Certaines positions de l'IFSN remettent en cause tant la qualité de son expertise scientifique que son indépendance. En effet, avant Fukushima l'inspection considérait que la durée de vie maximale d'une centrale devait être de 40 années, 50 au grand maximum. Or, suite aux débats actuels en commission de l'énergie, l'inspection considère maintenant que leur durée de vie peut être prolongée à 60 ans, si ce n'est plus. Ce changement majeur, ouvrant la voie à une durée de vie illimitée de centrales déjà vieillissantes, illustre sans commune mesure le manque de crédibilité de l'IFSN. Les intérêts économiques importent plus que la sécurité des citoyens et notre avenir énergétique à long terme.

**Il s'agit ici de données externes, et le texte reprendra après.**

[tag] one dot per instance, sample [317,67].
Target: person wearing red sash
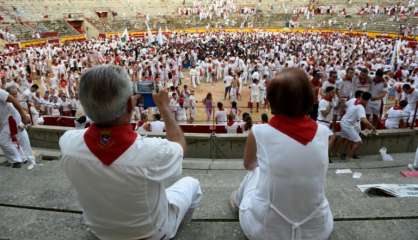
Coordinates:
[350,123]
[120,176]
[9,128]
[283,194]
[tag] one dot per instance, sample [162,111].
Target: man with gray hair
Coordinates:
[118,175]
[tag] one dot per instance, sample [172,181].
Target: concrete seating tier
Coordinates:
[41,204]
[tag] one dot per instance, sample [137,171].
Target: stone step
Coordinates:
[47,187]
[368,161]
[28,224]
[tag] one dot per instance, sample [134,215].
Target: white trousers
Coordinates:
[183,195]
[194,81]
[25,148]
[257,225]
[246,192]
[9,148]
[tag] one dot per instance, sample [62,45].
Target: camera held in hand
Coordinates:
[145,89]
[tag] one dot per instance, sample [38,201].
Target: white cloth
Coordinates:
[221,117]
[394,118]
[285,196]
[22,136]
[323,106]
[10,149]
[4,109]
[350,123]
[128,200]
[412,99]
[233,128]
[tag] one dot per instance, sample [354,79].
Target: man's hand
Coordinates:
[26,119]
[161,99]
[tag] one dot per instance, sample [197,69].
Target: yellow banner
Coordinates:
[251,30]
[81,37]
[30,43]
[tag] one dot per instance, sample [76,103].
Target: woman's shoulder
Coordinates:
[323,131]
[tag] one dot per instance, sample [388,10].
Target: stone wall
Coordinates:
[229,146]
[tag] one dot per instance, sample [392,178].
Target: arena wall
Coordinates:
[230,146]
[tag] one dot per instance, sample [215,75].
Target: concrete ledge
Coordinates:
[227,146]
[29,224]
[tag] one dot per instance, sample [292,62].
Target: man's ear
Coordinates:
[132,103]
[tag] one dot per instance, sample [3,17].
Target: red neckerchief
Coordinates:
[376,80]
[107,144]
[301,129]
[329,99]
[140,123]
[13,129]
[316,83]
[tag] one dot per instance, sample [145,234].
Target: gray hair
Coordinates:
[11,87]
[104,93]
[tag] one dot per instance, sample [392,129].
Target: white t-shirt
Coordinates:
[255,90]
[157,126]
[126,200]
[394,118]
[412,99]
[221,116]
[181,115]
[354,115]
[4,109]
[228,80]
[233,128]
[324,105]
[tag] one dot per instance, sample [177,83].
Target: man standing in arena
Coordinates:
[350,121]
[411,96]
[378,91]
[316,85]
[120,176]
[8,131]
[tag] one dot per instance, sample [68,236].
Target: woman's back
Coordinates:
[291,186]
[295,173]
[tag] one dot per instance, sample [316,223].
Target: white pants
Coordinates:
[350,133]
[10,149]
[257,225]
[194,81]
[183,195]
[246,192]
[25,148]
[411,114]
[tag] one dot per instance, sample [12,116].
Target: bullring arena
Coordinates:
[232,50]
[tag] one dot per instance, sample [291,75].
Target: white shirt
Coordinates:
[394,118]
[228,80]
[127,199]
[294,185]
[221,116]
[412,99]
[181,115]
[233,128]
[350,102]
[354,115]
[4,109]
[323,106]
[157,126]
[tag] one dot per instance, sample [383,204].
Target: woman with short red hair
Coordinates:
[283,195]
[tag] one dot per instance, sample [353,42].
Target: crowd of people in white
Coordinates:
[46,78]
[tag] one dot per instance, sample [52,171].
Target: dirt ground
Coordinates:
[217,90]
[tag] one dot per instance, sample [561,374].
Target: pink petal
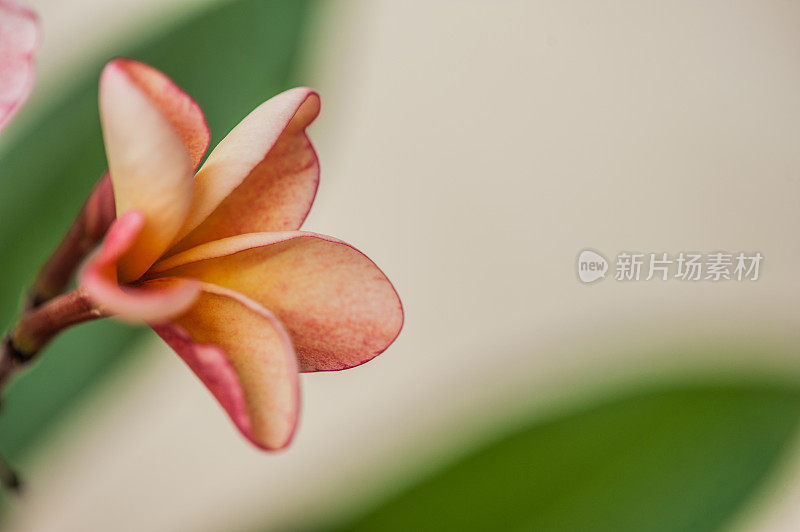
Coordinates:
[180,109]
[339,307]
[244,356]
[19,39]
[262,177]
[158,302]
[150,166]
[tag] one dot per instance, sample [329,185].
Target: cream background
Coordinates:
[472,149]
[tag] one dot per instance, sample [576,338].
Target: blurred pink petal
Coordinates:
[19,39]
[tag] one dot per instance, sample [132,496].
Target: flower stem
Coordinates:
[85,233]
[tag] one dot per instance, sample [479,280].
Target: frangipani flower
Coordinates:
[19,39]
[215,263]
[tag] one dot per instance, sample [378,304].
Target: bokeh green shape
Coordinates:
[670,458]
[230,58]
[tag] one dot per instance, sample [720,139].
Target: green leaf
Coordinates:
[230,58]
[679,458]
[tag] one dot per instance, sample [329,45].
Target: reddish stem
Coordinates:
[86,232]
[38,326]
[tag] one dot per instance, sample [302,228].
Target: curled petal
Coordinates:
[157,302]
[180,109]
[19,39]
[262,177]
[339,307]
[244,356]
[150,166]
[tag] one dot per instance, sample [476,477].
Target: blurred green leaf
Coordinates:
[230,58]
[682,458]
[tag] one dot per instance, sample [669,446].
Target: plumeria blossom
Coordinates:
[213,260]
[19,39]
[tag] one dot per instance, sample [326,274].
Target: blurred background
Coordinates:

L'exemple récent de Mühleberg permet aussi de comprendre le poids des exploitants et l'absence de prise en compte du risque par l'IFSN. Suite à la décision du Tribunal fédéral, les forces motrices bernoises ont obtenu une durée d'exploitation illimitée. L'IFSN a listé les travaux de maintenance devant être effectués dans la centrale. Jugeant l'investissement trop important, les FMB ont annoncé la fermeture de la centrale d'ici 2019, négociant au passage les travaux à effectuer. Ce marchandage est scandaleux, c'est au département de Doris Leuthard d'intervenir sur cette question avant qu'un accident ne survienne. Sous pression, l'IFSN va édicter de nouvelles mesures début 2015, mais rien ne garantit la sécurité de la centrale d'ici là.
Je me rappelle que lors de sa délibération sur le cas Mühleberg, le juge-rapporteur du Tribunal fédéral, Hans Georg Seiler, avait déclaré «
en matière d'énergie nucléaire, la législation fédérale n'impose pas le risque zéro ». Hélas, à Mühleberg le risque sanitaire s'avère bien plus important.

Le cas de la centrale de Mühleberg illustre le fait que, bien que cela paraisse insensé et effrayant, personne ne peut imposer l'arrêt rapide d'une centrale nucléaire qui ne respecte pas la mise en oeuvre des injonctions de l'IFSN. Même en cas de risques avérés pour la population, les recours restant possibles, la décision finale peut prendre un certain temps, aux dépens de la sécurité collective.

Cette absence de réel pouvoir décisionnel est une illustration de plus de ce « ping-pong des responsabilités », aucun organisme ne voulant assumer son rôle en défendant la collectivité plutôt que les juteux intérêts économiques des exploitants.
Il est scandaleux qu'une centrale nucléaire puisse continuer à fonctionner alors qu'elle refuse de mettre en oeuvre les exigences de l'IFSN, représentant par conséquent un danger réel et imminent pour la population et l'économie suisse.

Les récents élargissements des périmètres de distribution de pastilles d'iode montre bien que les autorités n'excluent pas qu'un accident nucléaire puisse survenir. Ces risques réels aux conséquences potentiellement catastrophiques, soulignés par mes collègues, doivent maintenant mener à des décisions politiques courageuses.

La sortie du nucléaire risque d'être retardée par le parlement, sous pression des lobbys pro-nucléaire et de l'économie. Personne n'ose prendre ses responsabilités étant donné les enjeux économiques importants et les différents acteurs ne cessent de se renvoyer la balle.

La question est de savoir si l'on est prêt à accepter les conséquences d'un éventuel accident nucléaire ou pas. Ce sera au peuple d'y répondre.
--
Mon exposé lors de la conférence de presse "Nucléaire: pas de prolongation" de l'association Sortir du nucléaire ce matin à Berne.